0
votes

I understood the general formula:

P(i | x) =  (p(i)p(x|i))/(sum(p(j)(p(x|j))

But I cannot successfully apply it to this exercise:

Consider the data sets for two classes X1 = {(0,0)} and X2 = {(1,0), (0,1)}. Which classification probabilities will a naive Bayes classifier produce for the feature vector (0,0)?

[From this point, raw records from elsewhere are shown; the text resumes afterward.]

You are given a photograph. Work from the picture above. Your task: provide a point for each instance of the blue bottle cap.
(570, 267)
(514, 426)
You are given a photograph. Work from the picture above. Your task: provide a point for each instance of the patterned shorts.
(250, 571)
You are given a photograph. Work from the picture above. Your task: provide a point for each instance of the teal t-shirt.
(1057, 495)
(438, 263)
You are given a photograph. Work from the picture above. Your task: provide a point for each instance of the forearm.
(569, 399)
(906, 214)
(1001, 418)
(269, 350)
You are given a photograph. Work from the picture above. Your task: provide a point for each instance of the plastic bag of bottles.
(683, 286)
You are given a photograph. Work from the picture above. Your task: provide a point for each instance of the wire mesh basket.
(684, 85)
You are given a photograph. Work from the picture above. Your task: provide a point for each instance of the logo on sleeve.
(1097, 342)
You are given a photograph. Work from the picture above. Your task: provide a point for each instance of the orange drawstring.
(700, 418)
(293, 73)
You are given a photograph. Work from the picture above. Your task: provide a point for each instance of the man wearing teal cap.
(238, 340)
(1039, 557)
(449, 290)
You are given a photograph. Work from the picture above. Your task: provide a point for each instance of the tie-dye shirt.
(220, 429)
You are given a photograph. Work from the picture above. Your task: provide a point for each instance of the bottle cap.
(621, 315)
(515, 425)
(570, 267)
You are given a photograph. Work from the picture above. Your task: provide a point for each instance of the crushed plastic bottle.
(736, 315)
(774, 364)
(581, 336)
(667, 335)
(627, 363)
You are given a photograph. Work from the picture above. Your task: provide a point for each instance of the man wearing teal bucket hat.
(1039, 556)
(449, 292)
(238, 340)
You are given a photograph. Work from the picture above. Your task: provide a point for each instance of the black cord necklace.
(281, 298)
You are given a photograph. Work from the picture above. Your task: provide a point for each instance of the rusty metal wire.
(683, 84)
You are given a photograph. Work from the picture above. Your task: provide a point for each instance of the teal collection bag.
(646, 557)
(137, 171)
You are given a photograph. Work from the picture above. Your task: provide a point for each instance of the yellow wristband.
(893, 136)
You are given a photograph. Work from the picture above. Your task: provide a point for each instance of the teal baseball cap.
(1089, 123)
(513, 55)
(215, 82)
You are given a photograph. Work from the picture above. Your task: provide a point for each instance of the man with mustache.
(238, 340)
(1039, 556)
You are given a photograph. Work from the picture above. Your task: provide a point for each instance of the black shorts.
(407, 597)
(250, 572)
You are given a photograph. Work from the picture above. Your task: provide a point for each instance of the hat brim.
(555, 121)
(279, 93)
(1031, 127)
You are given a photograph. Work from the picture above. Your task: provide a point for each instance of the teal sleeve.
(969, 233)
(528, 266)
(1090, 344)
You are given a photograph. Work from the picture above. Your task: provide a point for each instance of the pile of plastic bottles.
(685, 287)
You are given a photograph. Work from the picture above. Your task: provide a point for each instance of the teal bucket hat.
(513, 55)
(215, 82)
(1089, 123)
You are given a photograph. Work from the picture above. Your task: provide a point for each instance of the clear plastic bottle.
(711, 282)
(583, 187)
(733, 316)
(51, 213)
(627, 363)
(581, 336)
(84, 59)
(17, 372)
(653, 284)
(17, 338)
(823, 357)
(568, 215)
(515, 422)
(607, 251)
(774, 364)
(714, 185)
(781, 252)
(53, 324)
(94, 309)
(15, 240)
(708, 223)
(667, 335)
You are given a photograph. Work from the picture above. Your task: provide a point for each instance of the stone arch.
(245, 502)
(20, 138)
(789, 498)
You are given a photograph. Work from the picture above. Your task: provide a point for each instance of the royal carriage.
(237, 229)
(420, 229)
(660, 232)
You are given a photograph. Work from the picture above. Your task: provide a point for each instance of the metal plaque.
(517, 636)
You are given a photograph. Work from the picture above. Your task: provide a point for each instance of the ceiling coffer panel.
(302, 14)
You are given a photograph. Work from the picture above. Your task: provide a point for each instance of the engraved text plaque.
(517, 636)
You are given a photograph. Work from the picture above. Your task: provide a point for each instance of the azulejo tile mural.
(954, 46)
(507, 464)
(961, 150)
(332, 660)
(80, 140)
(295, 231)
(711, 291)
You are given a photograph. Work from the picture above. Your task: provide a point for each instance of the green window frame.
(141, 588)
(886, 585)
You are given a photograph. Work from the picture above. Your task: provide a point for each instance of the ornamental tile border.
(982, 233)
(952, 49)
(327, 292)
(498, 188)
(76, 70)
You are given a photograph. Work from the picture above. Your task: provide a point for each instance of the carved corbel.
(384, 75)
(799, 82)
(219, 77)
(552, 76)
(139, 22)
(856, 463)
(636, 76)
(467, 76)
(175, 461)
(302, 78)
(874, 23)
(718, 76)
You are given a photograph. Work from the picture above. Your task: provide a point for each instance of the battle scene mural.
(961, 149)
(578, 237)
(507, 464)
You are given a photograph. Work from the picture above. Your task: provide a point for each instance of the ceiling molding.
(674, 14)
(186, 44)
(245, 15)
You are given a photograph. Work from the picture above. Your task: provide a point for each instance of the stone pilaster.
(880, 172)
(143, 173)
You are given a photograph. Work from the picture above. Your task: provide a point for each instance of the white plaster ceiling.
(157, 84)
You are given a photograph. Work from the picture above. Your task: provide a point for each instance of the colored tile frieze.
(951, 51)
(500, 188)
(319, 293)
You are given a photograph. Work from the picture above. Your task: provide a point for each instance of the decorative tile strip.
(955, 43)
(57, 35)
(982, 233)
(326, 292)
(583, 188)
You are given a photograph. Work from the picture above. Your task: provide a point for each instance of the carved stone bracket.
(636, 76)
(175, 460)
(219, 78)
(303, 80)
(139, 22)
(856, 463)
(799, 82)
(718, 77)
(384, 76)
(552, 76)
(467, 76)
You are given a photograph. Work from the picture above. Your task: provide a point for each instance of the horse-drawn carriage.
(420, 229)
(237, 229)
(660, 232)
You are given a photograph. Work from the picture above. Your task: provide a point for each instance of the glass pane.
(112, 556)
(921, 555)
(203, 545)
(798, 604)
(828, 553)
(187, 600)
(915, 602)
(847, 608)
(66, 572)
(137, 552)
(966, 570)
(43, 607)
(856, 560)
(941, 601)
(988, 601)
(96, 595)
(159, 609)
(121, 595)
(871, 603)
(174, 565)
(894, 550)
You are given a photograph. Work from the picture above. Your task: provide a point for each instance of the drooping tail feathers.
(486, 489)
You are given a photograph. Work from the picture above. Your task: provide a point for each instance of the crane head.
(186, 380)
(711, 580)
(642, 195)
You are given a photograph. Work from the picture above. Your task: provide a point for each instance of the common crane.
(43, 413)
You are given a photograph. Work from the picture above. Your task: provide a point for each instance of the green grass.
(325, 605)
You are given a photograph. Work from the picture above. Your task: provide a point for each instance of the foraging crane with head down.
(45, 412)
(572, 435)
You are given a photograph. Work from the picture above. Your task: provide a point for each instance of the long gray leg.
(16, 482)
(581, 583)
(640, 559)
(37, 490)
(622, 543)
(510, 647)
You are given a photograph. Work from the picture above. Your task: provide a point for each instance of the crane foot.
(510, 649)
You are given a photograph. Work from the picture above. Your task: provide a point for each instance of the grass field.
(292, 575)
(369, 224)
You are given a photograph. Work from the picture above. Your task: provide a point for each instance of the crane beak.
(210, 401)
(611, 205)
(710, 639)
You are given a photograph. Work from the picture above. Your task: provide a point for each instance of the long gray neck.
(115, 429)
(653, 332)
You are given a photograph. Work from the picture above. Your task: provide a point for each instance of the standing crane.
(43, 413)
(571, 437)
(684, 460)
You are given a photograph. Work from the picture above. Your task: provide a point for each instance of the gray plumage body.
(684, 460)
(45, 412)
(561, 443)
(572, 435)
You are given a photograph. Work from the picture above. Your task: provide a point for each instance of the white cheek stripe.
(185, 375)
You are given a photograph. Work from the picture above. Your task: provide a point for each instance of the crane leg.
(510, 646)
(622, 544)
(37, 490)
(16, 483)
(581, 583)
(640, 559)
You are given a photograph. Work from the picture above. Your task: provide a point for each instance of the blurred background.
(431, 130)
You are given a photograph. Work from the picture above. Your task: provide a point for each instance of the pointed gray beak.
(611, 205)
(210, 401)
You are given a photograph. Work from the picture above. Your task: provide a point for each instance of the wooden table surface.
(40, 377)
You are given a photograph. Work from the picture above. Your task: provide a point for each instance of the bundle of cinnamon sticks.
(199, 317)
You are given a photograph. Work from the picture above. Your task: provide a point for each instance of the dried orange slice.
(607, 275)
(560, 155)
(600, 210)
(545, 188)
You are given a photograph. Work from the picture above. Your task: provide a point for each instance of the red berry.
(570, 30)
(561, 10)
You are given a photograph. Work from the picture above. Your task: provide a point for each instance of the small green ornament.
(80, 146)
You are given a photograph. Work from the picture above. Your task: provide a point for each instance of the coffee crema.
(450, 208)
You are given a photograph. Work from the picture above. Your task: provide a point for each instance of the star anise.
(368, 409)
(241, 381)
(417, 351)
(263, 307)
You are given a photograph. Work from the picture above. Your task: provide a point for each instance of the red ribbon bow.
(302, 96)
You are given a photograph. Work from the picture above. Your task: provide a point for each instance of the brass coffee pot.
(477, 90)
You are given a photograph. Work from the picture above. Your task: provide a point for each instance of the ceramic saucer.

I can't understand what p(1) and p((0,0)|1) would be in this case.

1
There are plenty of books and tutorials that explain the Naive Bayes Classificator. Why don't you read the explanations given by professional teachers instead of expecing some random internet user to explain your homework to you? - Has QUIT--Anony-Mousse
Because all the books and "explanations given by professional teachers" use different cases, like real world ones (illness, email spams). I cannot apply it to this matrix example. - Ambi
I actually agree the question isn't very well written. I would guess X1 are the training examples for category 1, and X2 the examples for category 2. This makes p(1) the prior probability of category 1 and p((0,0)|1) the likelihood. And I'm guessing this should have a homework tag - Ben Allison
There is no matrix in your question. X1 contains one example (x,y): (0,0) and X2 contains two training examples. I see training data with 2 classes (X1 and X2), 3 instances total, and 2 attributes. I have to agree that the question is using a different syntax than most books, but so what. I would again use a different syntax in an answer. - Has QUIT--Anony-Mousse
It's not homework, I am prepairing for an exam and this was given as example with the solution p(1 | (0,0)) = 2/3 .. I wanted just to figure how to get that answer - Ambi

1 Answers

0
votes

The naive Bayes classifier is not the Bayes formula! Those are two completely different concepts!